Ethics professor’s six-year labor culminates with International Encyclopedia of Ethics

Hugh LaFollette, Ph.D., the Marie and Leslie E. Cole Chair of Ethics at USF St. Petersburg, is editor-in-chief of the newly published International Encyclopedia of Ethics, considered the most comprehensive, authoritative print and electronic ethics resource available.

The nine-volume encyclopedia, published by Wiley-Blackwell, is the culmination of six years of work by LaFollette, professor of philosophy in the College of Arts and Sciences.

The encyclopedia involves more than 3 million words in more than 700 entries by 600 authors from 23 countries. The entries discuss topics, movements, arguments, and figures in Normative Ethics, Metaethics, and Practical Ethics. LaFollette worked with an editorial board of 24 ethics scholars. The electronic version will be updated regularly.

LaFollette said he’s not sure he would have agreed to do it if he knew from the start how arduous it would be. “It was so time consuming I had little time for other writing,” he says.

It took almost a year just to agree on the list of topics. Every article was blind-reviewed and reviewed again by either LaFollette or one of his associate editors. Nearly every article required changes. LaFollette read most of the articles before they were sent out for review. The process required a combination of persistence and diplomacy.

And there were technical challenges to overcome with the publisher’s electronic article submission software. LaFollette says he spent months on “a fairly extensive job writing instructions on how to submit articles.”

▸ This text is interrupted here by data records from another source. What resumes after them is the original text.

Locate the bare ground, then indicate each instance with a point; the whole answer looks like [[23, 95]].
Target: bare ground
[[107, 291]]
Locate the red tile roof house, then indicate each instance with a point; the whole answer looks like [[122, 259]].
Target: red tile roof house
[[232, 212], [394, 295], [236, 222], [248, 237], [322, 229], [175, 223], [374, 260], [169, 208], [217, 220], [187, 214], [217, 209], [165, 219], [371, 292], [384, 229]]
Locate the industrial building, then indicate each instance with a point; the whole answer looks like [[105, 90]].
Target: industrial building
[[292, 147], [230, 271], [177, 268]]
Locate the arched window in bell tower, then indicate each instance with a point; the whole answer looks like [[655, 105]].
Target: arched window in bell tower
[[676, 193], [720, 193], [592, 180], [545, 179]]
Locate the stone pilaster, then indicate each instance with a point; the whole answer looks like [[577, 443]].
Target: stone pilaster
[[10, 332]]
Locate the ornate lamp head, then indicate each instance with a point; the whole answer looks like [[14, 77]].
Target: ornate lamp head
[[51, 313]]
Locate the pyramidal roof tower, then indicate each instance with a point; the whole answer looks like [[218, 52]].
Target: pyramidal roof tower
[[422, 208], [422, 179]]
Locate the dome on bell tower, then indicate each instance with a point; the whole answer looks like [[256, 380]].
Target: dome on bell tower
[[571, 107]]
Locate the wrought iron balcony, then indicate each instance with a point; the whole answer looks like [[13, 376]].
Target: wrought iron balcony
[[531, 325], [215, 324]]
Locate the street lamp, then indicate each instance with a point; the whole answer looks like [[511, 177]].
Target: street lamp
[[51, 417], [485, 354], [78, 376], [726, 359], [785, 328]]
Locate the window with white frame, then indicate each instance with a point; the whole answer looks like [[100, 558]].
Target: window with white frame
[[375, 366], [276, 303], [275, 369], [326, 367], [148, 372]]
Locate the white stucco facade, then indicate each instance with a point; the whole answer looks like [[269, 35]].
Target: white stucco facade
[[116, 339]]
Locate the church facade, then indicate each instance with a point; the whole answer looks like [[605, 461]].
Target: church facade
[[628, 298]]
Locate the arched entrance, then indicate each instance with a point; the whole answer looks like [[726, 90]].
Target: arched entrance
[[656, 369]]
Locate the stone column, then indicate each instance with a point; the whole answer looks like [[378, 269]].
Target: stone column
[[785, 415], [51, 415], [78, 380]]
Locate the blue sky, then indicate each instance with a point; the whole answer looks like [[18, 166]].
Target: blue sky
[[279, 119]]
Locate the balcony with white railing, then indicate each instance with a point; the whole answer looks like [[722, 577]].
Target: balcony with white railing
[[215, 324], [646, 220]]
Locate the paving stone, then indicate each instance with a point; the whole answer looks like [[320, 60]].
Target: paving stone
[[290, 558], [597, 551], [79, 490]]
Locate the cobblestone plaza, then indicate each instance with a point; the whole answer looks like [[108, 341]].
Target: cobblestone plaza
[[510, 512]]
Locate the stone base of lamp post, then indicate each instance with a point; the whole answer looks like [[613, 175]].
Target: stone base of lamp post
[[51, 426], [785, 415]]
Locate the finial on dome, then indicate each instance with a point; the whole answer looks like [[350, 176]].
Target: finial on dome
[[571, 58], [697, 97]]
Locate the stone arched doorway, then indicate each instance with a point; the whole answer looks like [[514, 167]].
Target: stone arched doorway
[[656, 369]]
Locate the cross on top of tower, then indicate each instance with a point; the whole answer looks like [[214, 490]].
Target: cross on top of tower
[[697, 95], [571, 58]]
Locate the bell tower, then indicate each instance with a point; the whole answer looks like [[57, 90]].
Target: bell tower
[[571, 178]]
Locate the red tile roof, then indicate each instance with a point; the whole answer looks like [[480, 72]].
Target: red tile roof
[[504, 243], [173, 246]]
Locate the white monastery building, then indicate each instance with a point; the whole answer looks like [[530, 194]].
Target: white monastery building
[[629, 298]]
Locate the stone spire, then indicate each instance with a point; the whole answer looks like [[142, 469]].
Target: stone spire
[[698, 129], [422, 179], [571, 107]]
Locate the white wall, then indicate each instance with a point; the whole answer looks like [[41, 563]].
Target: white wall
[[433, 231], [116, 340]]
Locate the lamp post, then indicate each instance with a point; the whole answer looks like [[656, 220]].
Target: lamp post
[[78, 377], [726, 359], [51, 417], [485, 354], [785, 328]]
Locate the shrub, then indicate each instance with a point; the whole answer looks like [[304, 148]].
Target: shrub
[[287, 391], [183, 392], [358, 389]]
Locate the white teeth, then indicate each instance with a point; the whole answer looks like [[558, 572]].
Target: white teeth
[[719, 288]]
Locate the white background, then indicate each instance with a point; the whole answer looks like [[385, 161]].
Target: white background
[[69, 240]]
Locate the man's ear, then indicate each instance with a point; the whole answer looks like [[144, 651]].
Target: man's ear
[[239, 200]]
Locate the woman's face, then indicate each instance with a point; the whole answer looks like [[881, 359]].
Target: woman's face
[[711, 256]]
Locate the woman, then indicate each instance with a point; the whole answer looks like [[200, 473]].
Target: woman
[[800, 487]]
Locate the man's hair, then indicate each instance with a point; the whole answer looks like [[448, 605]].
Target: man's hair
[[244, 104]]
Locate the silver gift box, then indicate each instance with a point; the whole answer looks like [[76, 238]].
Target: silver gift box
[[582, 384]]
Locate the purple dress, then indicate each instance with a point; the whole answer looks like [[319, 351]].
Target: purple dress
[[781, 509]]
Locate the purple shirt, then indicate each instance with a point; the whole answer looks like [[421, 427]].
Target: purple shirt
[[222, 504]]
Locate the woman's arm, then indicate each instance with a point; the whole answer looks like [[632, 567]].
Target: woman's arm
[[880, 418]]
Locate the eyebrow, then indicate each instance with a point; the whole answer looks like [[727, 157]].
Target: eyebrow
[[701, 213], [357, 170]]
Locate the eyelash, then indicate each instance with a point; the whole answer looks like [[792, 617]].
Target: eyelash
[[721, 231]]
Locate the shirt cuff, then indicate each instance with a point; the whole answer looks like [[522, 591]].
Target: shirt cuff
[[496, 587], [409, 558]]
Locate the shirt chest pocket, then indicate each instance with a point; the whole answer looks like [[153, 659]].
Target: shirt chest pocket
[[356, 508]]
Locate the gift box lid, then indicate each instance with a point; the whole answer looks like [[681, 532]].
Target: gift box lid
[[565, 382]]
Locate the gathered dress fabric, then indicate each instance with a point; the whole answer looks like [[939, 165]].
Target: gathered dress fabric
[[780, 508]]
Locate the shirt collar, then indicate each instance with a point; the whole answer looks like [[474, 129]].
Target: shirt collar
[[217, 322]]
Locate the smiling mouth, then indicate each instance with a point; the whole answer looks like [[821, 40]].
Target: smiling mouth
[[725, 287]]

The overarching goal was to provide a single resource for anyone interested in ethics, LaFollette says.

The electronic version includes extensive hyperlinks to scholarly works and encyclopedia entries, an average of a dozen or more for each article.

The publisher originally envisioned three volumes with much shorter articles, but LaFollette had greater ambitions. “I said, ‘I will only do it if we do it right,”’ he recalls.

As difficult as it was to finish, LaFollette is happy with the result. “It’s something I’ll use like crazy in my classes,” he says. “It’s really meant for the educated public, not just for the philosophers.”

Norine Noonan, vice chancellor for academic affairs, says LaFollette’s work underscores the high level of scholarship at USF St. Petersburg.

“Dr. LaFollette ranks among the top ethics scholars in the country,” she said. “While this encyclopedia will certainly be an important resource for scholars, it will also be a source of information and guidance for teachers and students at all levels and for ordinary citizens who want to know more about all aspects of ethics and ethical thinking.”

LaFollette is the author of, among other things, The Practice of Ethics (Blackwell, 2007), Brute Science: The Dilemmas of Animal Experimentation (Routledge, 1997) and Personal Relationships: Love, Identity and Morality (Blackwell, 1996).  He is the editor of the Blackwell Guide to Ethical Theory (2nd  Edition, Wiley-Blackwell, late 2013), Ethics in Practice (4th edition forthcoming, Blackwell) and the Oxford Handbook of Practical Ethics (Oxford, 2003).